April 27, 2018, 2:30 p.m. - April 27, 2018, 3:30 p.m.

McConnell 103

Hosted by: Jackie Cheung

This talk revolves around Polyak’s momentum gradient descent method, also known as ‘momentum’. Its stochastic version, momentum stochastic gradient descent (SGD), is one of the most commonly used optimization methods in deep learning. Throughout the talk we will study a number of important properties of this versatile method, and see how this understanding can be used to engineer better deep learning systems.

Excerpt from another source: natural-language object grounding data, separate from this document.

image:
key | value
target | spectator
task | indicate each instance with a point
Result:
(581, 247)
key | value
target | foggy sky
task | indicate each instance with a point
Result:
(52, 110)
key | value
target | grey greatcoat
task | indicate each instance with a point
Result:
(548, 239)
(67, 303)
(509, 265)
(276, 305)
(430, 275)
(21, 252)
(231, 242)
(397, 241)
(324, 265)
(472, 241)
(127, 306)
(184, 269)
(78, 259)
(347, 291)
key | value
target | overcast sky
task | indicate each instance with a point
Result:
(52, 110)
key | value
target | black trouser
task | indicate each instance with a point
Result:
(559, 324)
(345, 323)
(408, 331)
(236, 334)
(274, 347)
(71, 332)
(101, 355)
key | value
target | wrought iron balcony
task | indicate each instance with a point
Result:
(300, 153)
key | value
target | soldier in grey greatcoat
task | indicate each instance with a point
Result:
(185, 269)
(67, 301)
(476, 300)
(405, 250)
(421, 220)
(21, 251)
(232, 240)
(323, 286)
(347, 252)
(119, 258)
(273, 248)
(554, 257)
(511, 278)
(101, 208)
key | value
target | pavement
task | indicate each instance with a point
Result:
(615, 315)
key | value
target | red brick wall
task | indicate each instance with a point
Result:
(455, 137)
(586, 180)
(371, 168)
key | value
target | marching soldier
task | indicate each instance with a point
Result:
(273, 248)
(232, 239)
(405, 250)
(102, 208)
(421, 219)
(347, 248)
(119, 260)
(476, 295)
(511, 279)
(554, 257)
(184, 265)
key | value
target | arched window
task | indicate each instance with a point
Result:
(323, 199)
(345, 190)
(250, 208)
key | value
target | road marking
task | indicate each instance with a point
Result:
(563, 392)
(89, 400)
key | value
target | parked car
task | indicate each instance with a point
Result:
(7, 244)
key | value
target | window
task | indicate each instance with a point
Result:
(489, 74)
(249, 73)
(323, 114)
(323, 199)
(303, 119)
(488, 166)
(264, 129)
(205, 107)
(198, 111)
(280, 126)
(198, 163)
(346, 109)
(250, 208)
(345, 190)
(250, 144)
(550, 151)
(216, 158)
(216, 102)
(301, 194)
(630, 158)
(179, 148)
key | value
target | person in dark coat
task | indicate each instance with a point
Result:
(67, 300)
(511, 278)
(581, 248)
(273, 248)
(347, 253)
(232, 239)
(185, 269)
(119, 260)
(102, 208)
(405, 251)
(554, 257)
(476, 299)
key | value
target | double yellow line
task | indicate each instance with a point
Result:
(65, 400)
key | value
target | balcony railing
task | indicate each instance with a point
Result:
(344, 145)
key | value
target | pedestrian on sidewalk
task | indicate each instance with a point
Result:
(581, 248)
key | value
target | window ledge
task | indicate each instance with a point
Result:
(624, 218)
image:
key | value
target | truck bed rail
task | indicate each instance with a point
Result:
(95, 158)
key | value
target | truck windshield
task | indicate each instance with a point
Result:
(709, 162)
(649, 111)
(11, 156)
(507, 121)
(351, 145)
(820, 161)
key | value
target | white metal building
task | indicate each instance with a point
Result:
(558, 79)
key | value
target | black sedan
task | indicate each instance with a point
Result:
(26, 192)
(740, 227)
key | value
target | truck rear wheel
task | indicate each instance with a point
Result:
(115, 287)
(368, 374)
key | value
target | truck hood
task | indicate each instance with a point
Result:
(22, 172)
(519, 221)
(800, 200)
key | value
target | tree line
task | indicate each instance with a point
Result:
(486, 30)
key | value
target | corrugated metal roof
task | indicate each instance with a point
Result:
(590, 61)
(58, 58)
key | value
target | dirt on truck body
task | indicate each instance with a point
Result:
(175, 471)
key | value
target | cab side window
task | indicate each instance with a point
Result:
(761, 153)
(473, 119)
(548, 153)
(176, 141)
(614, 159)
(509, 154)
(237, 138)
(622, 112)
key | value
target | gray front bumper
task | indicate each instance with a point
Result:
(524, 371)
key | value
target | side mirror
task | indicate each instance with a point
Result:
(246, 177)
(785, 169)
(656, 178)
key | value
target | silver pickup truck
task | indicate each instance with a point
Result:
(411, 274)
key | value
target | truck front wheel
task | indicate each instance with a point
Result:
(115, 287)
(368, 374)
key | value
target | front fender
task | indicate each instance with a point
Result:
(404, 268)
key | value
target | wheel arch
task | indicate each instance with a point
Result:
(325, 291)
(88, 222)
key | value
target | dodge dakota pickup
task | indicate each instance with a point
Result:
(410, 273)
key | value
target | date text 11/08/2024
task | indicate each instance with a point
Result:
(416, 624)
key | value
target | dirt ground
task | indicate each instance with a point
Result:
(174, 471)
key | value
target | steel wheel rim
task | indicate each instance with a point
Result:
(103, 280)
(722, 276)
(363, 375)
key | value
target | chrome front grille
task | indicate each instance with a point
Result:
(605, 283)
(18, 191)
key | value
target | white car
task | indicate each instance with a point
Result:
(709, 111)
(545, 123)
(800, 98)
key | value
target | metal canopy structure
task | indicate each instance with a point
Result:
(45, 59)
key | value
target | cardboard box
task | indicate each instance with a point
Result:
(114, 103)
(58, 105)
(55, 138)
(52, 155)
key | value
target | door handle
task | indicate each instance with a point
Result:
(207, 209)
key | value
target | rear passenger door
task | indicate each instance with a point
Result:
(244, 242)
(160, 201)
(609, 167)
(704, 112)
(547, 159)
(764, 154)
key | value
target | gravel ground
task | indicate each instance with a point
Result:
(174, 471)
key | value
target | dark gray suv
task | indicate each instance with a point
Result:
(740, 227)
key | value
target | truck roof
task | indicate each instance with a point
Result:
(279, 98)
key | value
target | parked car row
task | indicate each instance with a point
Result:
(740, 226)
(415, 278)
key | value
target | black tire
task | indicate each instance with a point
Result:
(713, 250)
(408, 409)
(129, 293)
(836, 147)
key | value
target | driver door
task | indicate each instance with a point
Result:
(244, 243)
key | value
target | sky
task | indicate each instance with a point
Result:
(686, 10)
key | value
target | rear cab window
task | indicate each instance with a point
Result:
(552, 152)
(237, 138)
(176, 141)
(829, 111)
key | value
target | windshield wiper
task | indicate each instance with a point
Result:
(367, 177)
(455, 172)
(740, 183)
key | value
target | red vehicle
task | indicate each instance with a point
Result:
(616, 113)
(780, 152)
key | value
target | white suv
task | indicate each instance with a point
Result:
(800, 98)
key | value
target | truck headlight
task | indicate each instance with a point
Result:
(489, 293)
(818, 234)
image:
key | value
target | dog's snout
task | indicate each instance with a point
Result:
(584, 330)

I will summarize a theoretical result on a previously unknown connection between momentum dynamics and asynchronous optimization. Understanding this connection, allows us to improve the efficiency of large-scale deep learning systems. I will go over a recent collaboration with Intel and NERSC on a ~10K node, 15 PetaFLOP system. Finally, I will demonstrate how analyzing the behavior of momentum on simple objectives, can lead to tuning rules for its learning rate and momentum hyperparameters. Our implementation of these rules is called YellowFin and is a simple adaptive method that can handle different objectives, as well as asynchronous dynamics, without any hand-tuning. YellowFin often outperforms state-of-the-art adaptive methods. At the end of the talk, I will discuss some preliminary thoughts on the training dynamics of GANs and some ideas on how momentum dynamics can, again, play a key role in stabilizing adversarial training, escaping saddle points and, potentially, generalization.

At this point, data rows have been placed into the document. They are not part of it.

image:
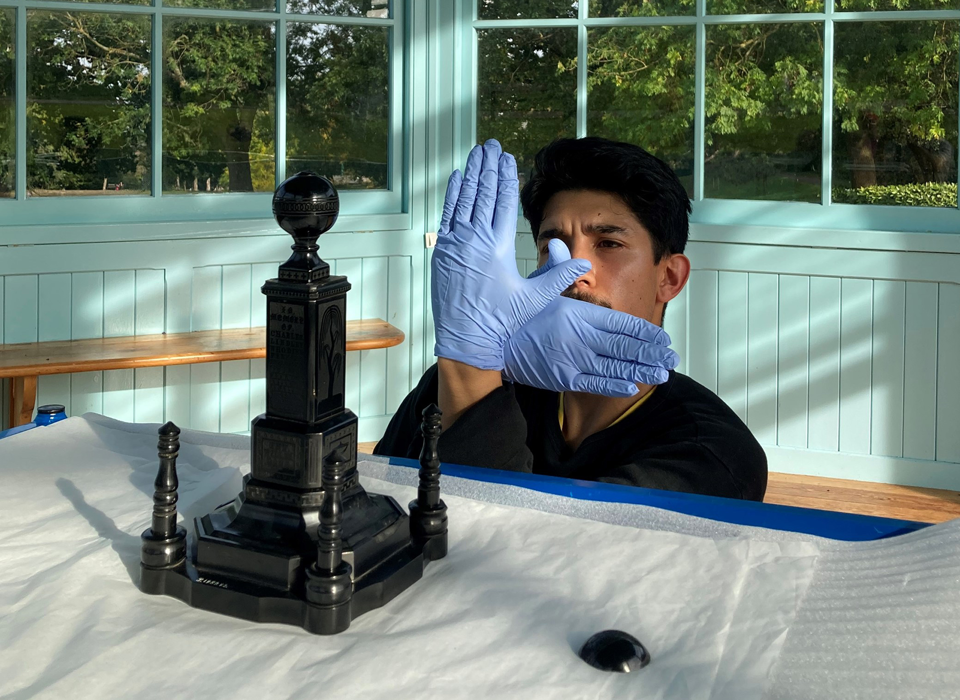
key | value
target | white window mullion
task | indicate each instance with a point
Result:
(826, 170)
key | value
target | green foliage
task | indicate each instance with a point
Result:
(89, 89)
(895, 99)
(527, 87)
(338, 115)
(926, 194)
(218, 82)
(7, 123)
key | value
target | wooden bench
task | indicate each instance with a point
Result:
(23, 363)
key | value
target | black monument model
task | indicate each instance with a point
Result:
(303, 543)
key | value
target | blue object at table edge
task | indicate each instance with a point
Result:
(821, 523)
(46, 415)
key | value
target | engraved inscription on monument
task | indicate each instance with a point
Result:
(286, 382)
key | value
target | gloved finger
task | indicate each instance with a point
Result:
(468, 188)
(604, 386)
(557, 252)
(625, 347)
(621, 323)
(508, 196)
(630, 371)
(487, 187)
(550, 284)
(450, 202)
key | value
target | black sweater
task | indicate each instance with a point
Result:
(682, 438)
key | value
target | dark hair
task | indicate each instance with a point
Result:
(645, 183)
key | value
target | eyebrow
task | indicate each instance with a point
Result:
(602, 229)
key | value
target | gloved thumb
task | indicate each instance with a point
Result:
(553, 282)
(557, 252)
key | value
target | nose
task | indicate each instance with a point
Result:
(580, 248)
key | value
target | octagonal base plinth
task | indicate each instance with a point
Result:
(247, 601)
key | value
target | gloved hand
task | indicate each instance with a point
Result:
(479, 298)
(573, 345)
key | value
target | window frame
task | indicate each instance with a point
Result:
(732, 212)
(384, 209)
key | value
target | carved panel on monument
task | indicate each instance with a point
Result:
(330, 377)
(278, 456)
(343, 441)
(286, 360)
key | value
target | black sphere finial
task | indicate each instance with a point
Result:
(306, 206)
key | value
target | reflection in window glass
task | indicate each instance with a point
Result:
(527, 89)
(118, 2)
(641, 8)
(7, 114)
(763, 131)
(262, 5)
(895, 113)
(377, 9)
(218, 106)
(338, 106)
(868, 5)
(641, 90)
(751, 7)
(526, 9)
(88, 103)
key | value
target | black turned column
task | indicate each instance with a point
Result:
(329, 582)
(164, 544)
(428, 514)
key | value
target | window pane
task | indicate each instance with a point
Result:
(641, 89)
(867, 5)
(764, 98)
(218, 106)
(7, 114)
(88, 103)
(527, 89)
(262, 5)
(118, 2)
(526, 9)
(895, 113)
(378, 9)
(759, 7)
(641, 8)
(338, 104)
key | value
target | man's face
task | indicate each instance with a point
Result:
(601, 228)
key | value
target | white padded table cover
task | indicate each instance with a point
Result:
(727, 612)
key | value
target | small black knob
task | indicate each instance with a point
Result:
(613, 650)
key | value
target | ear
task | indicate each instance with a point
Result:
(674, 273)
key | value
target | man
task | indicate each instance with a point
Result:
(568, 373)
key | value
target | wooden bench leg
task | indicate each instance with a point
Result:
(23, 399)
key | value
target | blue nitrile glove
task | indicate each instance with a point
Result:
(479, 297)
(573, 345)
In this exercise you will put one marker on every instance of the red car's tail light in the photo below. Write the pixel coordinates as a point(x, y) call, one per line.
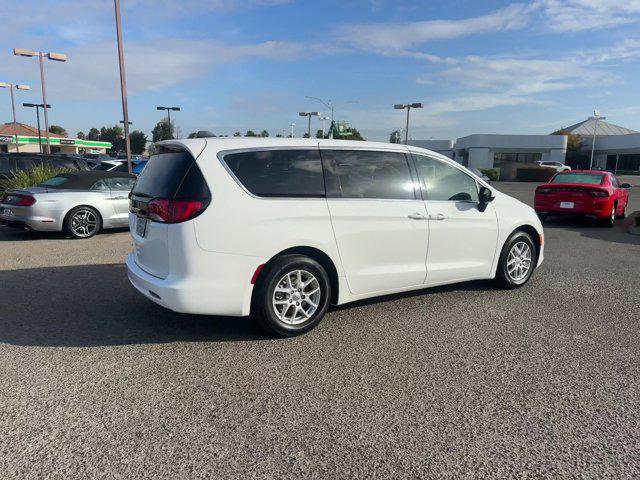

Ioannis Mitliagkas is an assistant professor in the department of Computer Science and Operations Research (DIRO) at the University of Montréal and member of MILA. Before that, he was a Postdoctoral Scholar with the departments of Statistics and Computer Science at Stanford University. He obtained his Ph.D. from the department of Electrical and Computer Engineering at The University of Texas at Austin. His research includes topics in statistical learning and inference, focusing on efficient large-scale and distributed algorithms, tight theoretical and data-dependent guarantees and tuning complex systems. His recent work includes methods for efficient and adaptive optimization, studying the interaction between optimization and the dynamics of large-scale learning systems as well as understanding and improving the performance of Gibbs samplers. In the past he has worked on high-dimensional streaming problems and fast algorithms and computation for large graph problems.